News as procrastination in the age of mobile first

“Know your enemy” – the first rule of everything competitive. But we’re mostly doing it wrong – speaking with my MSN hat on, it’s all too easy to fall into the trap of assuming that our main competition is Yahoo, Buzzfeed or the Huffington Post, and base strategy on what they are/aren’t doing to get ahead of the competition.

But if you’re in publishing, no matter what kind, your competition isn’t other publishers – it’s anything and everything that competes for your audience’s time and attention. And this is only getting more obvious for anyone in the online world now that mobile is one of the key entrypoints for news.

What do we use mobile phones for? Communication, obviously. Information, naturally. But mostly? Proscrastination. Have a few minutes to kill waiting for a bus, for someone to turn up for a meeting, for the line and the checkout to run down, and what are we all doing? Pissing about on our phones. Some read ebooks, some play games, some do work, some watch videos, some learn a language, some catch up on the news and lastest gossip, look for lifestyle tips, browse recipes, check holiday destinations – all the other stuff that broad-catchment websites like the one I work on offer up to attract readers.

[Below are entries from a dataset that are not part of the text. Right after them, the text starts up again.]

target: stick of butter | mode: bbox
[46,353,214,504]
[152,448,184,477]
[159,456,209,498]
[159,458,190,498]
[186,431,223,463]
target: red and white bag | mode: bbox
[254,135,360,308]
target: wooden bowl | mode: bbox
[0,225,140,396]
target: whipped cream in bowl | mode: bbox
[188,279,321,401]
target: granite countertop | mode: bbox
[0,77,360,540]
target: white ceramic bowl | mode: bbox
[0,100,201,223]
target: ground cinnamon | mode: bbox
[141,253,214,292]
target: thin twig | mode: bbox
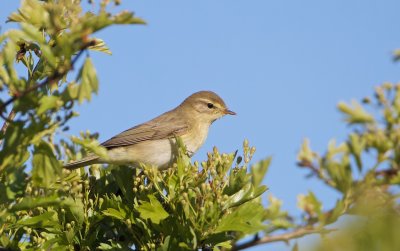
[231,226,336,251]
[0,109,15,146]
[0,46,91,113]
[0,41,94,143]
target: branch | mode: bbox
[231,226,335,251]
[0,46,89,113]
[0,41,95,143]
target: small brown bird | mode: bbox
[64,91,236,169]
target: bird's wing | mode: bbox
[101,112,189,149]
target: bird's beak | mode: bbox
[224,109,236,115]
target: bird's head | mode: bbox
[180,91,236,123]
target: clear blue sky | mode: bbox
[0,0,400,250]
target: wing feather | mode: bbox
[102,111,189,149]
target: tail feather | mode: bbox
[64,155,99,170]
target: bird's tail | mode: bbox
[64,154,99,170]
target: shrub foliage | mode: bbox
[0,0,400,250]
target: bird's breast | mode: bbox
[181,124,209,155]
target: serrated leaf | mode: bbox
[16,211,59,228]
[102,208,126,220]
[37,96,64,115]
[338,101,375,124]
[137,195,169,224]
[77,57,99,103]
[250,157,272,187]
[89,38,112,55]
[215,202,265,234]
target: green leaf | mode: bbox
[137,195,169,224]
[37,96,64,115]
[251,157,272,187]
[89,38,112,55]
[76,57,99,103]
[215,202,265,234]
[338,101,375,124]
[32,141,62,187]
[16,211,60,228]
[102,208,127,220]
[348,133,366,172]
[298,191,322,217]
[223,183,267,210]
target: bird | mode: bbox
[64,91,236,169]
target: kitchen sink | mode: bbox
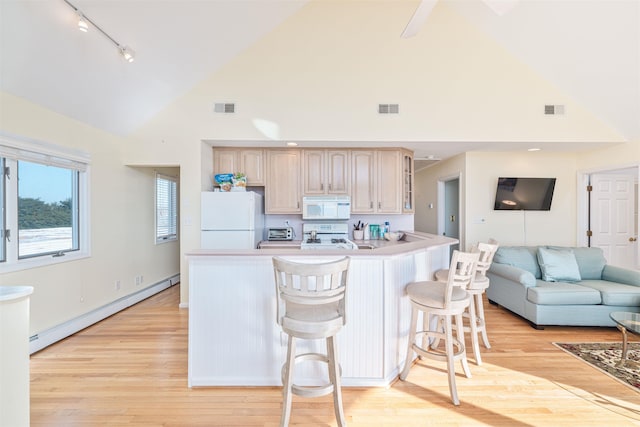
[358,245,376,249]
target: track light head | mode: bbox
[78,12,89,33]
[120,46,136,62]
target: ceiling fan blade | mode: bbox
[401,0,438,38]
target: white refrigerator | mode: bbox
[200,191,264,249]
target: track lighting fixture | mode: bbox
[120,46,136,62]
[78,12,89,33]
[64,0,136,62]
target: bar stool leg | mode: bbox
[327,336,347,427]
[400,307,418,381]
[476,293,491,348]
[468,295,482,366]
[456,314,471,378]
[444,316,464,406]
[280,335,296,427]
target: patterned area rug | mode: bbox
[553,342,640,392]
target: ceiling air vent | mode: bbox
[378,104,400,114]
[213,102,236,113]
[544,105,564,115]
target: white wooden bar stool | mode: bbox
[400,251,480,405]
[273,257,350,426]
[435,239,498,365]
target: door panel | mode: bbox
[590,174,637,268]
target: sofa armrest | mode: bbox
[489,263,536,288]
[602,265,640,286]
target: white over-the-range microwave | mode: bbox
[302,196,351,220]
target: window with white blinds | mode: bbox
[156,174,178,243]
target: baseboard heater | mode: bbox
[29,274,180,354]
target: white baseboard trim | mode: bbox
[29,274,180,354]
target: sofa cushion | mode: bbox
[538,247,581,282]
[580,280,640,307]
[547,246,607,280]
[527,280,602,305]
[493,246,542,279]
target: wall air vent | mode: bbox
[544,105,564,116]
[213,102,236,113]
[378,104,400,114]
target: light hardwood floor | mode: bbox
[31,286,640,427]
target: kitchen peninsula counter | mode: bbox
[187,232,458,387]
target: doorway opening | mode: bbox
[438,175,463,253]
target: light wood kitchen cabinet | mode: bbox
[213,148,266,186]
[376,150,402,214]
[265,150,302,214]
[302,150,349,195]
[351,150,376,214]
[351,150,403,214]
[402,150,415,213]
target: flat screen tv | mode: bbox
[493,178,556,211]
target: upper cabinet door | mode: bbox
[302,150,349,196]
[302,150,327,195]
[402,151,415,213]
[376,150,402,214]
[351,150,376,214]
[213,148,240,174]
[265,150,302,214]
[239,149,266,186]
[327,150,350,194]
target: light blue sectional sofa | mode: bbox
[487,246,640,329]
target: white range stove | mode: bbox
[300,223,358,249]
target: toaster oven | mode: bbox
[267,227,293,240]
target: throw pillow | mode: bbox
[493,246,542,279]
[538,247,581,282]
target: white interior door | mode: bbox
[589,174,638,268]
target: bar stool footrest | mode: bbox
[282,353,342,397]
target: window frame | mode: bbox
[158,172,179,245]
[0,133,91,273]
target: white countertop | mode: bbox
[0,286,33,302]
[186,231,458,257]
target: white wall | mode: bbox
[124,1,632,304]
[465,152,576,246]
[0,93,179,334]
[0,1,637,316]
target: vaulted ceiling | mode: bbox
[0,0,640,162]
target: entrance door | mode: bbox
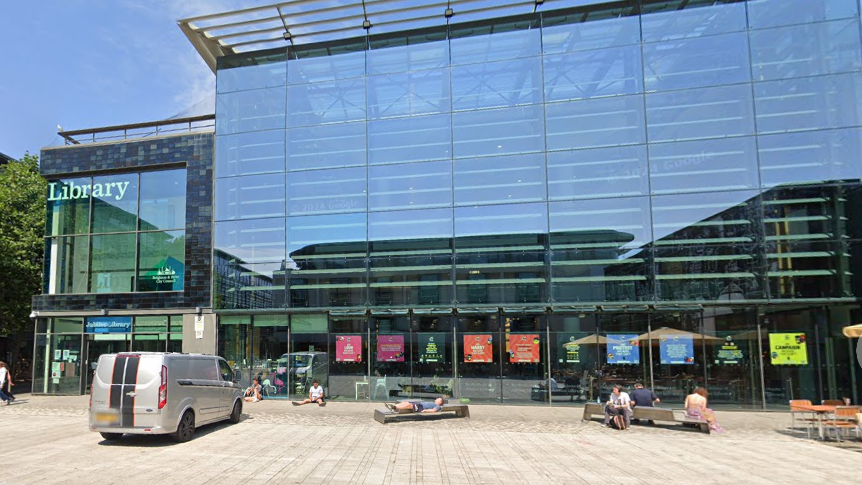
[81,333,129,392]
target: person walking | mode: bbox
[0,361,15,406]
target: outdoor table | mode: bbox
[798,404,836,440]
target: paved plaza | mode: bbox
[0,394,862,485]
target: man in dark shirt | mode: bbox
[631,382,661,424]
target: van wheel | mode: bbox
[230,400,242,424]
[173,411,195,443]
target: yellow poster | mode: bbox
[769,333,808,365]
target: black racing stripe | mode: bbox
[108,355,126,410]
[120,355,141,427]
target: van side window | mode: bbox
[218,360,233,382]
[172,359,218,381]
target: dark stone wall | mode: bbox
[33,133,215,311]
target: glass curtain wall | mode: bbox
[211,0,862,404]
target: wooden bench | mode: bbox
[374,400,470,424]
[582,402,709,434]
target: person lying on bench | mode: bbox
[385,397,443,413]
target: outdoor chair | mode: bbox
[823,406,860,443]
[790,399,817,439]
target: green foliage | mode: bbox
[0,154,47,335]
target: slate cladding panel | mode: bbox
[33,133,215,311]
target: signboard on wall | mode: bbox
[419,333,446,364]
[715,335,743,364]
[464,333,494,363]
[769,333,808,365]
[509,334,540,364]
[658,335,694,365]
[335,335,362,363]
[84,317,132,333]
[377,334,404,362]
[606,333,641,364]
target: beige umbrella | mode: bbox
[843,323,862,338]
[638,327,724,345]
[563,335,608,348]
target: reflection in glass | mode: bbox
[215,174,284,221]
[545,96,646,150]
[287,167,367,215]
[215,130,284,178]
[370,114,452,165]
[455,153,545,205]
[140,169,186,231]
[649,137,759,194]
[548,145,649,200]
[368,161,452,211]
[90,233,137,293]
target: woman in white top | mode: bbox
[685,387,724,433]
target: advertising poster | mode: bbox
[335,335,362,362]
[419,333,446,364]
[715,335,742,364]
[509,334,539,364]
[377,335,404,362]
[560,335,581,364]
[606,333,641,364]
[658,335,694,365]
[769,333,808,365]
[464,334,494,362]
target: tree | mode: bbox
[0,153,47,350]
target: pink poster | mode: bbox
[335,335,362,362]
[377,335,404,362]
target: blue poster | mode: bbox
[84,317,132,333]
[658,335,694,365]
[607,333,641,364]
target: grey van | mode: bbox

Even news itself is as much about wasting time as it is about getting information – because, let’s face it, most news doesn’t directly affect most people. Even the most horrific news – terrorist attacks, mass shootings, kidnappings, wars and natural disasters – only directly affect the tiniest fraction of our audiences. They are effectively entertainment to readers – macabre entertainment, perhaps, but entertainment nonetheless. Diversions from their daily lives. Time-wasters.

It’s obvious once you realise it, but it still seems strange to hear the managing editor of the Financial Times name Candy Crush as the paper’s main competitor.

So we as news publishers need to think about how we make *our* product the most attractive time-waster:
– Is it snackable enough?
– Is it engaging enough?
– Will it keep me coming back for another hit like those addictive game apps?
– Do I get any rewards or points or prizes?
– Does it give me things I can share with my friends to show off or entertain them?
– Is it respectable enough that I wouldn’t mind the people behind me on the bus seeing what I’m looking at?
– Is it always fresh?
– Does it have depth to dig deeper if I want to, or does it simply finish and leave me with nothing to do?
– How long will it entertain me for?

These questions are the same for games as they are for media. As everyone carries on catching up with the concept of mobile first, we need to keep reminding ourselves that the questions are the same no matter what kind of mobile product you’re creating.